Opinion

Nation’s health may depend on people getting to know each other

by Lynn Schmidt

Our country is in a very dark place at the moment. But I have hope, because the answers are all around us. They live around us. For thousands of years wise people have been extolling the virtues of loving your neighbor. Now is the perfect time to get out and do just that.

The word neighbor appears over a hundred times in the Bible. More specifically, the Bible tells us to love our neighbor. A Chinese proverb teaches that a good neighbor is a found treasure. A Welsh proverb says “A little among neighbors is worth more than riches in a wilderness.” Finally and perhaps most notably is the wisdom of Mister Rogers: “All of us, at some time or other, need help. Whether we’re giving or receiving help, each one of us has something valuable to bring to this world. That’s one of the things that connects us as neighbors — in our own way, each one of us is a giver and a receiver.”

I was reminded of the value of good neighbors during the recent floods. A part of our property was impacted by flood waters. My husband was working out of town and without hesitation, I called one of my neighbors and asked for help. He immediately came over and offered his assistance. I not only thanked him, I texted and thanked his wife. She responded, “Of course. That is what neighbors are for.”

Unfortunately, not enough Americans can share in that neighborly experience like I did. Pew Research Center conducted a study in 2018 on how Americans interact with their neighbors. In the poll, 57% of respondents said they know only some or none of their neighbors. That share climbed to 72% among 30- to 49-year-olds and 78% among 18- to 29-year-olds. Four out of 10 rural residents said they know all or most of their neighbors. The shares were smaller among those living in urban (24%) and suburban (28%) areas. Nearly two-thirds said they know their neighbors but don’t spend time chatting or hanging out with them.

Knowing and loving your neighbors can have real benefits. Strong neighborhoods can make residents healthier, both physically and mentally, happier, safer, less lonely, and increase longevity. They also can provide access to more information and resources.

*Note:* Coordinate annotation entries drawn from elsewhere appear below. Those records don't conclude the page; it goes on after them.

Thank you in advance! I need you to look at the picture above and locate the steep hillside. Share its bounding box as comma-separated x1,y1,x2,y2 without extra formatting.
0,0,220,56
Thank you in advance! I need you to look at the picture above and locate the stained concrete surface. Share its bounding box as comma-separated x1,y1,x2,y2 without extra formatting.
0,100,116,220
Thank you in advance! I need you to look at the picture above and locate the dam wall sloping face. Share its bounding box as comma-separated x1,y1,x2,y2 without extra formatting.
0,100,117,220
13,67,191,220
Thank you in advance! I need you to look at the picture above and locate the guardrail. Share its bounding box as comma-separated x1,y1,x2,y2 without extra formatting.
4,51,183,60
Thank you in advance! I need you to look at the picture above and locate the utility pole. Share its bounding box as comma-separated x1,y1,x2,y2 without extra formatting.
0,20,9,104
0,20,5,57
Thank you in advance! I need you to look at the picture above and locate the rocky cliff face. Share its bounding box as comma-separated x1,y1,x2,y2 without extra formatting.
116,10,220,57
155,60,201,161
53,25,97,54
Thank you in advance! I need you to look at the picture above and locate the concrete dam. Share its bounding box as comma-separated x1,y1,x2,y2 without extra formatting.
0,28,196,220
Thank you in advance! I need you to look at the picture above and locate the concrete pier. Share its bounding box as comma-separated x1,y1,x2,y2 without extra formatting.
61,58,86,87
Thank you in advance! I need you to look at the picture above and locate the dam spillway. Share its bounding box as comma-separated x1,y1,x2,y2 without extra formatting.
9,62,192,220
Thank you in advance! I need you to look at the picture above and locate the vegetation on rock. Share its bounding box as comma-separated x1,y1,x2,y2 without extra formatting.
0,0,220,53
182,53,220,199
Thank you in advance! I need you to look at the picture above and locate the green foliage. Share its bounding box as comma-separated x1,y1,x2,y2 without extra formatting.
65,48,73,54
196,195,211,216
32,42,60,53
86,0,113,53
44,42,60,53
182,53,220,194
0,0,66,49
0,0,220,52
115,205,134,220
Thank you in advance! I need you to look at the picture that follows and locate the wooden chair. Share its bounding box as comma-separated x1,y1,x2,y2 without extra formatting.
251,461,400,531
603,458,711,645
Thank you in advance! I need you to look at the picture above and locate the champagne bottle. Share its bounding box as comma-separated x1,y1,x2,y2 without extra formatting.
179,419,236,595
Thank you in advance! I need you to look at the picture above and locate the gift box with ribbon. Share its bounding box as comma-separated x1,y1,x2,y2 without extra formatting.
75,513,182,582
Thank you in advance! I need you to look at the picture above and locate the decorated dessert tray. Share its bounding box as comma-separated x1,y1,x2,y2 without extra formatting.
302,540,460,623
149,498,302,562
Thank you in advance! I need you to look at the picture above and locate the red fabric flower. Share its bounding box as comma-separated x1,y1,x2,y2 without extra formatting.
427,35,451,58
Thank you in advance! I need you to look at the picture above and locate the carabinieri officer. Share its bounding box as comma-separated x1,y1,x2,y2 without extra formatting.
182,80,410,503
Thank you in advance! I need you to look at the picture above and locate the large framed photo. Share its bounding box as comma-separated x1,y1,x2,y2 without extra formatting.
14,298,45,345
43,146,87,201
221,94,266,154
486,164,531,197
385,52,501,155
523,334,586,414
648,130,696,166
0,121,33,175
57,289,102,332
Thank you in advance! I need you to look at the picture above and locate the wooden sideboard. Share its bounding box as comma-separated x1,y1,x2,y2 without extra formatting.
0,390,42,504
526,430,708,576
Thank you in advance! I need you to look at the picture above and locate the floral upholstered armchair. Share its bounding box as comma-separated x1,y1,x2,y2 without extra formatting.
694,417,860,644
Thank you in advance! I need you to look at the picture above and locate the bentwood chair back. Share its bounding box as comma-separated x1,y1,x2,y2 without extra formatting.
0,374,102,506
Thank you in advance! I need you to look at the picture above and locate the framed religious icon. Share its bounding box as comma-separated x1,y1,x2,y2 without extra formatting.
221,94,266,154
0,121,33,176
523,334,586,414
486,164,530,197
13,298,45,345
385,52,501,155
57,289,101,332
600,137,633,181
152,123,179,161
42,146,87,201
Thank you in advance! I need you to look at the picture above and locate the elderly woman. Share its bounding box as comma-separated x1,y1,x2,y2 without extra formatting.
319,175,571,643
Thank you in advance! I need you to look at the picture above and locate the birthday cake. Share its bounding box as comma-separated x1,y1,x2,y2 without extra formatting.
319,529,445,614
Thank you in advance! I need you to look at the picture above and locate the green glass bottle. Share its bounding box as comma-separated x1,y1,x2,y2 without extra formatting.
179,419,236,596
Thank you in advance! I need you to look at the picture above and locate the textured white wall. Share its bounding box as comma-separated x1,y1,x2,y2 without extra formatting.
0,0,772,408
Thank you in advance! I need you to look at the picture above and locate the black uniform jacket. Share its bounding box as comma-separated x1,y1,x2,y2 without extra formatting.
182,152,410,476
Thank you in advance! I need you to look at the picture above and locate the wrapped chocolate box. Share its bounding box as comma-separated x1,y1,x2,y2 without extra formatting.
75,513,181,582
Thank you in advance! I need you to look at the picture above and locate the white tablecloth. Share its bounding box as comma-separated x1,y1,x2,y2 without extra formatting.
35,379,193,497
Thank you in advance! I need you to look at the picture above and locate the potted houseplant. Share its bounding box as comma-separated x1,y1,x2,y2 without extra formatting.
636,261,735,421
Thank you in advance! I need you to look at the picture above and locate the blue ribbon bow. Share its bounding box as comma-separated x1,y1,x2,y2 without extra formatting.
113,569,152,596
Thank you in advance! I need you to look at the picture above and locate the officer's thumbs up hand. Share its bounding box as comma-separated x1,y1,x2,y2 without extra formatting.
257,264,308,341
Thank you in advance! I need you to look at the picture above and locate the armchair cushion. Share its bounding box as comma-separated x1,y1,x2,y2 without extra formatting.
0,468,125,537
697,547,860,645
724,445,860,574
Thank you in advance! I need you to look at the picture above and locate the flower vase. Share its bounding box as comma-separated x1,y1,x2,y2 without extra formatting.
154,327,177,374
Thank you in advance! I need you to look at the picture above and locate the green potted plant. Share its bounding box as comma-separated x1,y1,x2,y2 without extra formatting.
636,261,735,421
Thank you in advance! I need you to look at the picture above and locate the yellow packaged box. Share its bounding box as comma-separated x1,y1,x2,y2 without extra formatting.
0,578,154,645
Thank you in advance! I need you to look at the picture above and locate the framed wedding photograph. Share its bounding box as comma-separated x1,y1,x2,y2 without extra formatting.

Studies have shown that cohesive or tight-knit neighborhoods have lower rates of gun violence, and fewer lives are lost in tragedies, including natural disasters. Older adults who know their neighbors report a far higher sense of psychological wellbeing. Social connections can also have a profound effect on physical health. According to a 2011 study at the University of Missouri, people who perceived their neighbors as trustworthy were more likely to report higher rates of health and well-being than those who said they did not know or trust their neighbors. A more recent 2014 study by the University of Michigan found that close community ties reduced heart attack risk for people over 50.

There are ways people can get to know the people who live around them. It starts with a simple introduction and a commitment to memory of the neighbor’s name. Every encounter outside is an opportunity to greet the neighbor, even if it’s just a wave. There’s always time to stop and talk or offer a helping hand. Even if the neighbor doesn’t accept the offer, the willingness to help may have a beneficial impact.

It may feel awkward making yourself vulnerable, but asking for help is an excellent way to get to know someone and make that person comfortable asking for assistance later.

The bottom line is to step outside and give neighborliness a chance to thrive. It is good for you, it is good for them, and it might just be good for our country.

Lynn Schmidt is a columnist and editorial board member of the St. Louis Post-Dispatch.